In cases of ambiguous matches, our flexible genome analysis could not define the contributions of individual strains from different sources, leaving some competitive dynamics undefined. For example, a donor strain of B. dorei temporarily dominated the community of patient F, but later strain matching gave ambiguous results, which could mean that the donor strain disappeared from the community or that it coexisted with another strain (Fig. 3d). Consequently, to observe individual contributions of strains in mixed communities, our second approach reconstructed SNP haplotypes using StrainFinder, allowing us to distinguish contributions of strains from donor, recipient, and unknown sources over time. Although the sensitivity of StrainFinder allows us to quantify individual strains, its dependence on marker genes makes it less specific than our flexible genome approach (31). Because StrainFinder requires high sequencing depth to properly model strains, we combined longitudinal samples (n = 1 to 5 samples) into five time points (see Methods and Methods and Fig. 3).

We found that donor and patient strains frequently coexisted, even after temporary dominance by the donor strain. We first confirmed that the results from StrainFinder aligned with our flexible genome analysis, as shown for F. prausnitzii in FMT N and FMT E (Fig. 3e). In the case of FMT A and FMT F, we observed that by the end of the clinical trial, strains of unknown origin largely displaced those from the donor (Fig. 3e). The dominant strains of some species (F. prausnitzii in FMT P and B. dorei and B. vulgatus in FMT N) were shared between the donor and patient (Fig. 3f to i). If we assume it is unlikely that two unrelated individuals carry identical strains, these results indicate that even high-resolution methods like StrainFinder depend on marker genes and cannot always resolve unique strains. For B. dorei in FMT F and B. uniformis and B. vulgatus in FMT A, donor strains temporarily dominated, with strains of unknown origin appearing in the patients’ follow-up samples (Fig. 3g to i). We observed a similar variety of competitive dynamics in other abundant species (see Fig. S5f to i).

Taken together, these results demonstrate not only that donor and recipient strains can coexist (32) but also that the balance of this coexistence changes over time. In many cases, donor strains were able to outcompete endogenous patient strains, but this dominance was dynamic, with donor and patient strains often competing with strains from unknown and possibly environmental sources later in the trial.

Fecal transplants transferred beneficial microbial functions that varied across time.
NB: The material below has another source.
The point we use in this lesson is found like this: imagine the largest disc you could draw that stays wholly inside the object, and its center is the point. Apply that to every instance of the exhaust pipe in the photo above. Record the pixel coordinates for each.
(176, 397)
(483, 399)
Beyond the microbes themselves, the functions those microbes perform in the gut ecosystem may be important to restoring gut health. Therefore, we tracked colonization by functional genes implicated in maintaining health. We observed the transfer from donor to patient of genes involved in complex carbohydrate metabolism (glycoside hydrolase, Fig. 4a; see also Fig. S6a), mucin digestion (Fig. 4b; see also Fig. S6b), and butyrate production (Fig. 4c; see also Fig. S6c), and many of these genes persisted in their new hosts. These transferred genes included genes from health-associated commensals, such as F. prausnitzii and Bacteroides (see Table S5) (25, 35). Like the microbes themselves, these functional genes were transferred at different rates and had variable dynamics across patients (Fig. 4), and these dynamics largely mirrored patterns of microbial colonization (Fig. 2).

FIG S6

Related to Fig. 4: transfer of functional capacities. (a to e) Plots of the frequencies of microbial functions according to source for patients FMT W, FMT P, and FMT F for genes related to glycoside-hydrolases (a), mucin digestion (b), butyrate biosynthesis (c), antimicrobial resistance (d), and virulence factors (e). (f) Log₁₀ cumulative abundance of all virulence factors in each patient across the trial period. (g) Cumulative abundance of virulence factors for all patients across the trial period. (h) Cumulative abundance of Proteobacteria in patient V during the trial period. Download FIG S6, PDF file, 0.7 MB^{(759.4KB, pdf)}.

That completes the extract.